2015年7月24日 星期五

"More Than Human" by Theodore Sturgeon (1953)


"I grunted and with my mind I took all the eights and all the rhymes and everything they stood for, and made it all black.  But it wouldn't stay black.  I had to put something there, so I made a great big luminous figure eight and just let it hang there.  But it turned on its side and inside the loops it began to shimmer.  It was like one of those movie shots through binoculars.  I was going to have to look through whether I liked it or not."

"More Than Human" is Theodore Sturgeon's most famous novel.  It is also the expanded version of his novella, "Baby Is Three."  It has won awards and is included in many "best of" lists.

It's a short book, and I don't want to ruin it for you by over-explaining the plot.  It's set in the present day (or the 50s, anyway), and a group of young people develop telepathy, telekinesis, and other psychic powers.  Instead of becoming instant celebrities, they suffer a marginal existence, fraught with peril.

And yes, this does sound a lot like the idea behind Marvel's X-men comics, though the characters in "More Than Human" aren't superheroes by any stretch of the imagination.  The X-men usually direct their frustration outward, at a world that refuses to accept them, while the characters in "More Than Human" ponder deeper questions of evolution and identity.

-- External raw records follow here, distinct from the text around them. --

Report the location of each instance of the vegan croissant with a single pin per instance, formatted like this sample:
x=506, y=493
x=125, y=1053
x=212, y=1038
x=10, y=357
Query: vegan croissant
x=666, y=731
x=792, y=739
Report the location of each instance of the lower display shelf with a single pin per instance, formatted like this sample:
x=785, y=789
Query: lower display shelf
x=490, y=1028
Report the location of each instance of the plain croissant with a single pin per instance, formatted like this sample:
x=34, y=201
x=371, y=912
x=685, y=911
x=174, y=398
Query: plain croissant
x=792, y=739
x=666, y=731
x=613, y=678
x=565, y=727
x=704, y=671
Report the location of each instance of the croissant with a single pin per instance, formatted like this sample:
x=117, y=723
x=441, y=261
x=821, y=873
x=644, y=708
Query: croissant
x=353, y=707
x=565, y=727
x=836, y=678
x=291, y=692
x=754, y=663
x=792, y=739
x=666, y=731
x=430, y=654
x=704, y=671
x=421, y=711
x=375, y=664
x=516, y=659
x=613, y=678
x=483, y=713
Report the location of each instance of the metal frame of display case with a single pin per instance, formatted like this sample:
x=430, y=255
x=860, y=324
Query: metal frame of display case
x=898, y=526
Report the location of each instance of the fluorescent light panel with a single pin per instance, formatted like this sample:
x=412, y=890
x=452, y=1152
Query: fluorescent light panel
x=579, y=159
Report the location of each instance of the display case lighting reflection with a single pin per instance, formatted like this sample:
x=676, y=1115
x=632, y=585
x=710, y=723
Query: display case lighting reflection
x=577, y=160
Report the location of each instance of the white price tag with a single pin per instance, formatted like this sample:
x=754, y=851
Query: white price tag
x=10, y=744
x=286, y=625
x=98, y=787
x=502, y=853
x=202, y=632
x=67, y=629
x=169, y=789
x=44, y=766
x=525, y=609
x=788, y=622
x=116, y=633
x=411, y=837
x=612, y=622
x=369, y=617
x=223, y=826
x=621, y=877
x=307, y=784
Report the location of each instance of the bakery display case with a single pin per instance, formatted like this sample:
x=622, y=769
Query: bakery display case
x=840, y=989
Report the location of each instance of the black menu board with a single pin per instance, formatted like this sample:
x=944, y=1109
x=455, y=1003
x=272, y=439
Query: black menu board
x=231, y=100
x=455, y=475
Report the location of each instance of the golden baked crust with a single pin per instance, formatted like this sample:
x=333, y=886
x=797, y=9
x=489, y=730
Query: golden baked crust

I think it's a good book, though not as good as I had hoped it would be.  Of the three sections that comprise this book, the second section, "Baby Is Three" is by far the strongest.  Compared to this middle section, the first and third sections feel like they were written much later, in an attempt to make a short story longer.  I also found the ending somewhat disappointing, since the main character wasn't sympathetic enough for his "revelation" to be that moving.

But maybe this book has just been on my "must read" list for too long.  Perhaps I built it up too much in my mind.  I did, after all, love "Venus Plus X," and since I read that book I've been looking for this one.

"More Than Human" was definitely groundbreaking for its time, and despite a few reservations I do recommend it.